For More Information…

I have consulted:
Charles Bishop: The Community’s College, JCCC, c2002.
Visionary Voices: An Oral History of Johnson County Community College,       JCCC, c1994.
Kansas City Star article by Brian Burnes, “Columbus Chautauqua,” Oct. 10, 1992, pp. E1 and E7.

2.  Earliest picture of Fred, about 1970.
7.  Preparing for an “informance,” October 1987.
8.  Preparing for an “informance,” October 1987.
9.  Visit to a local elementary school.
10.  Visit to a local elementary school.
11.  This one is easy. Who?
12.  Emporia Gazette in hand. Who?
13.  Sword in hand. Who?
14.  Looks like an animated congressman. Who?
15.  Has a New York Yankies hat and baseball in hand. Who?
16.  Has a buckskin coat and hat. Who?
17.  Who could this be?
18.  Telescope in hand. Who?
19.  Who might this be?



One thought on “Sleuthing Series — Man of Many Identities (Fred Krebs)”

  1. Dana—

    Thanks so much for taking the time to provide this information. This is interesting information and well documented, though I do not find that we have a photo of Fred as Chief Charles Bluejacket. I can ask a friend of mine who is one of the curators at Old Shawnee Town, if they have a picture.

    We are fairly sure that he character in buckskins is Kit Carson.

    Thanks, again for this information. I hope to see you next semester at OHEC.

    Anita Gordon-Gilmore
    Librarian, Archives
    913-469-8500 ext. 4369
    LIB 353C
    Murphy’s Law of Scheduling: Sometimes nothing happens. Sometimes everything happens at once.

    From: Dana Elaine Carr
    Sent: Thursday, December 05, 2019 4:20 PM
    To: Anita Gordon-Gilmore
    Subject: Info about Fred Krebs

    I have another persona for Fred. On October 17, 1987, he took the role of Chief Charles Bluejacket at the reenactment of Quantrill’s raid on Shawnee at Old Shawnee Town. That evening, he encouraged the “townspeople” to flee to the cornfields in anticipation of the raid, and then comforted the “survivors” afterwards.
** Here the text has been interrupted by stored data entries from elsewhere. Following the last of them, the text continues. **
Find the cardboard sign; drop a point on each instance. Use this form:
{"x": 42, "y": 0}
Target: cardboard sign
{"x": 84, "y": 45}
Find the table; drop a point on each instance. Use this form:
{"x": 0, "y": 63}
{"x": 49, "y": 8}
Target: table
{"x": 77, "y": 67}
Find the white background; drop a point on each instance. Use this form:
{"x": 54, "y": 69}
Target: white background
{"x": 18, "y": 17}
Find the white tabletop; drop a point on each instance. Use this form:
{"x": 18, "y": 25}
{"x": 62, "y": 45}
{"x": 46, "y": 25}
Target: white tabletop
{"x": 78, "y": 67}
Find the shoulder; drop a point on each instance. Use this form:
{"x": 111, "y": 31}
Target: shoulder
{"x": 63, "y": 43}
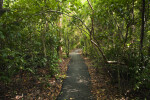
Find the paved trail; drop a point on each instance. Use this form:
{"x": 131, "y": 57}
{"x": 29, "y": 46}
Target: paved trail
{"x": 77, "y": 84}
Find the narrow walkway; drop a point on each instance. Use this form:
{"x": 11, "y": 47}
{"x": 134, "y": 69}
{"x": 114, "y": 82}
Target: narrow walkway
{"x": 77, "y": 84}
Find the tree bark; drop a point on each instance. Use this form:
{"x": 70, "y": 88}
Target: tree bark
{"x": 142, "y": 31}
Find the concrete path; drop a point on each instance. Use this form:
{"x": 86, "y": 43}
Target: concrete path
{"x": 77, "y": 84}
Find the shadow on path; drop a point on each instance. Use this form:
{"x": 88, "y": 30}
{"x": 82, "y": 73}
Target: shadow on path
{"x": 77, "y": 84}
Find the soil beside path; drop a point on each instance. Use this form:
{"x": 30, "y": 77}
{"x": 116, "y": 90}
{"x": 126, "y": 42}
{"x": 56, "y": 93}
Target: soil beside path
{"x": 77, "y": 85}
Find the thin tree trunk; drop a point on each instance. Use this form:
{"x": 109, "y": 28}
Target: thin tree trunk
{"x": 142, "y": 31}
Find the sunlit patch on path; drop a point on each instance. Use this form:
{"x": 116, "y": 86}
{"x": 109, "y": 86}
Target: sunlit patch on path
{"x": 77, "y": 84}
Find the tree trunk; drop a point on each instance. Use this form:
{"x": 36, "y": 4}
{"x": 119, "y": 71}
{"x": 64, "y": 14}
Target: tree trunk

    Here’s the copy (mine) from The Old Shawnee Town Cookbook:

    “Shawnee, Olathe, and Lawrence all survived and prospered, and, on the 125th anniversary of the raid on Shawnee, a re-enactment of th raid, held at Old Shawnee Town, ended a day of tribute to the spirit of the people of Shawnee.

    The anniversary commemoration began mid-morning on Octo, as Chiber 17, 1987, with a ceremony infront of the Shawnee City Hall to unveil a historical marker designed by Charles Goslin and commissioned by the Historical Marker Task Force of the Shawnee Chamber of Commerce. The evening re-enactment involved members of the Shawnee Historical Society, the Westport Posse, the Shawnee Chamber and its Theatre Group, the Shawnee Fire Department and the community.The Town was filled with smoke and red glare, gunshots, and shouts as costumed particicpants in the roles of raiders and victims re-created the attack. Then, Fred Krebs as Chief Charles Bluejacket, comforted those gathered in the square and the Shawnee-Merriam Ministerial Alliance led a candlelight hymn-sing as thte last of the smoke drifted away.”

    This is a bittersweet memory for me, because so many friends from those days, as well Fred and my mother, who was Town Director from 1985 to 1993, have all passed away–and the town itself has been re-imagined as a 1929 farm town instead of the turn-of-the-century pioneer town that it was at that time.

    I don’t know if the picture of Fred in buckskins is that costume or not–it seems possible…

    Hope you are well and looking forward to the holidays. Please say hello to J.R. for me!